OPINION: Truck OEM’s Made a Deal with CARB They Likely Regret
If you have attempted to purchase a new diesel powered truck in California (or even states that eagerly adopted CARBs ACT rule), you have probably run into a roadblock where the dealership cannot sell you the truck you want or need.
This is directly the result of a deal struck between CARB and the Truck and Engine Manufacturers Association, its members, and the Ford Motor Company. That deal is often referred to as the Clean Truck Partnership (CTP).
Truck dealers are complaining that they must meet zero-emission vehicle (ZEV) sales quotas in order to sell diesel powered trucks and since nobody wants a ZEV, the dealerships are limited in meeting customer demands for diesel equipped trucks even though their sales are still permitted, with a caveat.
Truck dealership have blamed the Advanced Clean Trucks regulation as the primary cause, but it isn’t that simple. It certainly is a factor, but a bigger factor is the agreement made by the OEM’s with CARB related to the Heavy-Duty Omnibus engine standard adopted by CARB in 2021 (and still awaiting an EPA waiver) further reducing emissions standards for NOx and PM. Currently, California and federal emissions standard are not harmonized and will be only marginally different by 2027.
Based on dealer and fleet owner complaints to CARB, they performed an analysis of the issue and issued a report on September 25, 2024.
Basically, CARB threw “cold water” on the dealership complaints and zeroed in on OEM sales mandates for dealerships to meet. CARB’s analysis stated, “Through discussions with manufacturers, dealers, and fleets, it appears numerous manufacturers have begun to inform their customers they will be applying future requirements to purchase ZEVs before they can acquire combustion vehicles to each of their dealer or upfitters regardless of the types of vehicles they sell as ZEVs. Some have expressed plans to begin implementing a rigid policy to require each dealer or upfitter to purchase a certain number of ZEVs from the manufacturer before they can get any internal combustion vehicles (ICE) whether or not the manufacturer offers ZEVs in the market segment the dealer specializes.”

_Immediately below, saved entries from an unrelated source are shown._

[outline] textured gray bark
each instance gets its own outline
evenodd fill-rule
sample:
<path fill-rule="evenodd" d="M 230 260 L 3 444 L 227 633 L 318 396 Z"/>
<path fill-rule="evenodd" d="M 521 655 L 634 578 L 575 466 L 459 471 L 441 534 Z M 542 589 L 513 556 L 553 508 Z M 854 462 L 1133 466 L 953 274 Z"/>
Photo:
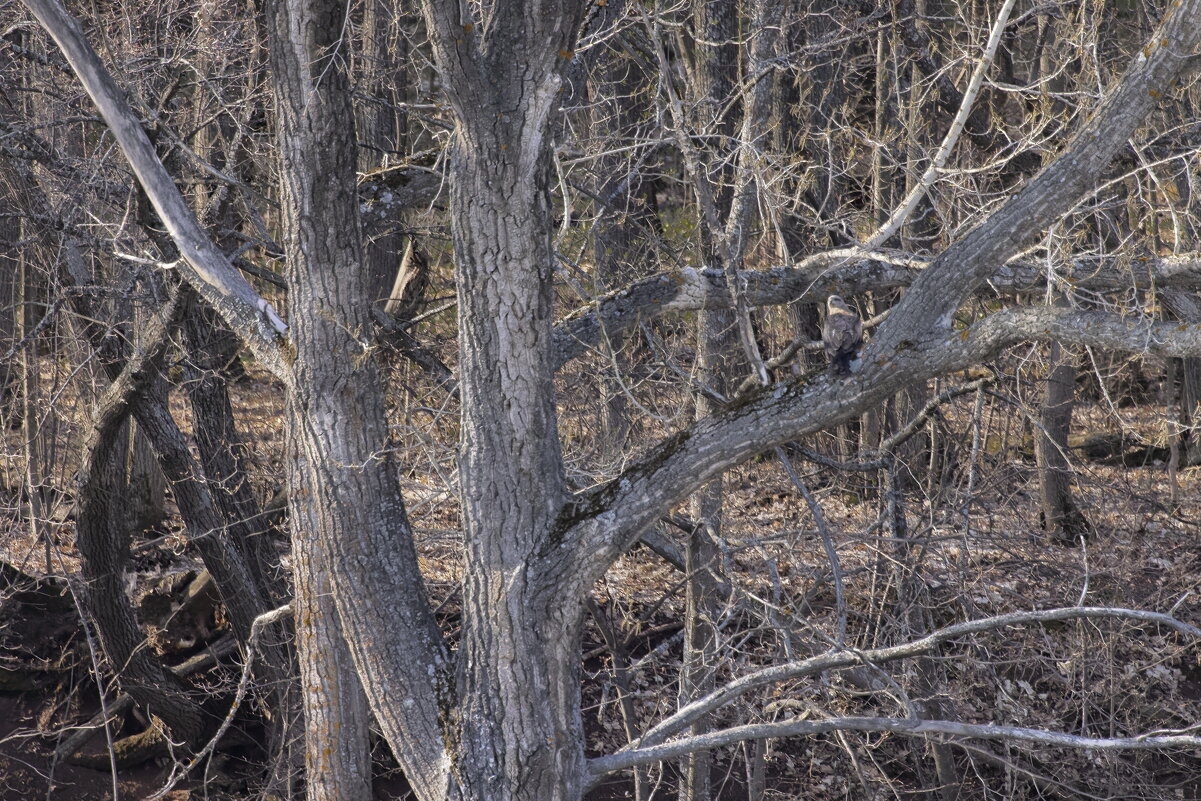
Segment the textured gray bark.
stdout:
<path fill-rule="evenodd" d="M 279 0 L 269 11 L 294 323 L 285 426 L 309 797 L 368 793 L 365 689 L 410 785 L 435 799 L 447 782 L 448 664 L 400 497 L 379 366 L 360 338 L 371 282 L 338 54 L 345 12 L 337 0 Z"/>
<path fill-rule="evenodd" d="M 324 686 L 310 698 L 310 713 L 326 715 L 313 717 L 314 742 L 331 748 L 329 754 L 318 750 L 314 759 L 345 762 L 345 792 L 362 791 L 361 739 L 349 734 L 340 744 L 330 731 L 338 723 L 361 731 L 355 721 L 362 707 L 353 686 L 346 686 L 348 654 L 423 801 L 448 794 L 578 798 L 585 784 L 577 675 L 582 599 L 672 505 L 755 453 L 848 419 L 913 380 L 973 364 L 1016 341 L 1201 353 L 1201 330 L 1116 315 L 1010 309 L 964 330 L 954 329 L 951 318 L 1024 237 L 1093 185 L 1150 108 L 1148 89 L 1166 89 L 1201 36 L 1199 6 L 1201 0 L 1182 0 L 1174 7 L 1168 29 L 1156 37 L 1169 46 L 1153 49 L 1116 100 L 1098 110 L 1069 147 L 1065 166 L 1053 165 L 918 276 L 862 370 L 840 380 L 821 376 L 750 393 L 661 443 L 611 484 L 571 496 L 563 482 L 551 381 L 561 351 L 550 324 L 546 176 L 558 79 L 583 8 L 501 0 L 480 20 L 459 17 L 460 9 L 470 13 L 470 4 L 429 0 L 426 15 L 458 124 L 451 200 L 467 565 L 453 686 L 400 500 L 379 371 L 358 338 L 369 325 L 355 269 L 362 253 L 346 124 L 351 115 L 337 54 L 342 7 L 324 1 L 305 7 L 297 0 L 273 8 L 295 324 L 294 364 L 283 364 L 277 354 L 273 366 L 289 393 L 289 495 L 296 558 L 306 560 L 298 573 L 298 634 L 302 641 L 311 638 L 302 642 L 310 654 L 306 675 L 317 684 L 338 679 L 337 687 Z M 160 212 L 169 215 L 164 208 Z M 187 233 L 173 231 L 177 237 Z M 203 271 L 184 272 L 190 281 L 205 280 Z M 217 281 L 224 287 L 222 276 Z M 707 283 L 696 272 L 678 281 L 692 288 Z M 256 337 L 253 328 L 243 321 L 239 333 Z M 264 352 L 261 339 L 256 347 Z M 327 587 L 334 610 L 321 603 L 329 597 Z M 340 637 L 346 651 L 338 651 Z M 340 694 L 331 695 L 335 691 Z M 917 730 L 923 724 L 912 725 Z M 775 736 L 780 729 L 762 731 Z M 333 753 L 343 745 L 344 754 Z M 598 763 L 598 770 L 627 764 L 610 760 Z"/>
<path fill-rule="evenodd" d="M 424 10 L 457 123 L 466 576 L 452 760 L 468 798 L 574 799 L 585 588 L 564 582 L 571 554 L 556 529 L 566 488 L 547 182 L 552 111 L 584 7 L 500 2 L 478 27 L 454 4 Z"/>
<path fill-rule="evenodd" d="M 160 717 L 176 741 L 195 748 L 213 722 L 188 697 L 183 682 L 154 657 L 134 618 L 125 594 L 129 530 L 118 500 L 123 478 L 118 433 L 128 420 L 131 401 L 157 374 L 177 309 L 170 304 L 148 326 L 146 350 L 129 361 L 101 399 L 77 474 L 76 542 L 86 579 L 86 608 L 122 689 Z"/>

CARB states as per their agreement with the OEM’s, they could be choosing to use legacy emissions credits to meet the demand for diesel engine sales, but they’re not doing that. CARB stated in its findings, “In summary, the manufacturers are well-situated to comply with the ACT regulation’s requirements for the 2024 MY and there are more than enough available ACT credits that manufacturers could purchase, if necessary, to sell dealers what is needed.”

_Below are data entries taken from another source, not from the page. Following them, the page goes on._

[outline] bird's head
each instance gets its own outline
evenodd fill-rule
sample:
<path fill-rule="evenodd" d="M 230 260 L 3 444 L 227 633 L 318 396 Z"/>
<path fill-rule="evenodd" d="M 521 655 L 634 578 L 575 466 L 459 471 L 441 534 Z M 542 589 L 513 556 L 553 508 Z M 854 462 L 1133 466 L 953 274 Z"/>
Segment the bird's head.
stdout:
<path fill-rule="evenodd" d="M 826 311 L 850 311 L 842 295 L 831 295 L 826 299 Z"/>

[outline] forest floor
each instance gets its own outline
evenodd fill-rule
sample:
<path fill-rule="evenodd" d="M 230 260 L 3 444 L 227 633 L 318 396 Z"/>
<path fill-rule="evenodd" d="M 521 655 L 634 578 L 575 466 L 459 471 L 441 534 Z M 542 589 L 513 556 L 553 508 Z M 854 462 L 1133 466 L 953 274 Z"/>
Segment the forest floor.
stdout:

So, we’re caught in somewhat of a “he said, she said” situation, but not exactly. OEM’s have made a decision to ride the pork barrel of available public funding to push ZEV’s to their customers regardless of whether they meet duty-cycle requirements or whether they can get the necessary charging in-place. In a nutshell, the OEM’s made an agreement with CARB and choose to ignore their customers as well as associations who are suing to derail the ZEV mandate. The OEM’s invested in producing ZEV vehicles and at the least they want their R&D money back, so they are trying to force feed their customers something they don’t want at this time and it is blowing up in their face. They are giving up sales on diesel trucks as part of a gambit to force ZEV’s on customers not suited to early ZEV adoption, nor required to adopt them.

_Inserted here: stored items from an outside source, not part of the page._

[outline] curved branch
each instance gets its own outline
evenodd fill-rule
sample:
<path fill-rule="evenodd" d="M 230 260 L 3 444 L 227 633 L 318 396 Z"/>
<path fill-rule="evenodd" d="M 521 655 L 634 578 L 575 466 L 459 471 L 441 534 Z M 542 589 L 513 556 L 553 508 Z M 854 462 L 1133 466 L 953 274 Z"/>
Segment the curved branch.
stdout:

CARB is not blameless either. Their rigidity is holding fast to the ACT will actually hurt air quality improvements due to truck owners basically being forced to keep older trucks or go purchase later model used trucks (mostly out-of-state). We saw this same dynamic play out with the Truck & Bus regulation. After full implementation of the rule, there were reports that air quality improvements were hampered by CARB shoving its nose into the normal trade cycle of truck owners. Many chose to keep their older equipment longer by adding a DPF.
The CARB report also stated that the European units of most of the OEM’s are charging $88,828 more for a comparable ZEV in the U.S. than they sell for in Europe. CARB noted that the pricing for ZEV’s has actually decreased in Europe while increasing in the U.S. At CARB’s October 24 hearing one Board member expressed that CARB is being “ripped off” by the OEM’s.
A lot of government money, both local, state, and federal (as part of the Inflation Reduction Act) is being thrown at forced ZEV adoption. Apparently, the pillars of industrial capitalism also understand crony capitalism quite well and as we see with any activity or behavior subsidized by the government, costs always increase.
States that blindly adopt CARB regulations (CAA section 177 states) are feeling the pain too. Recently Oregon, Massachusetts, and New Jersey are at least discussing delaying their implementation of the Omnibus (and perhaps ACT) and New York is under increasing pressure to follow suit.
OEM’s because of selling out the needs of their customers to the desires of the environmental left have cut themselves into a deal (with CARB) where their desired vehicles sales and ROI are going to make it tough on them financially. Remember, their deal also includes ignoring any and all legal setbacks, even a Supreme Court decision in our favor that CARB and EPA are exceeding their authority and agreeing to only sell ZEV’s in California.
Talk about whipping the finger to your customer base.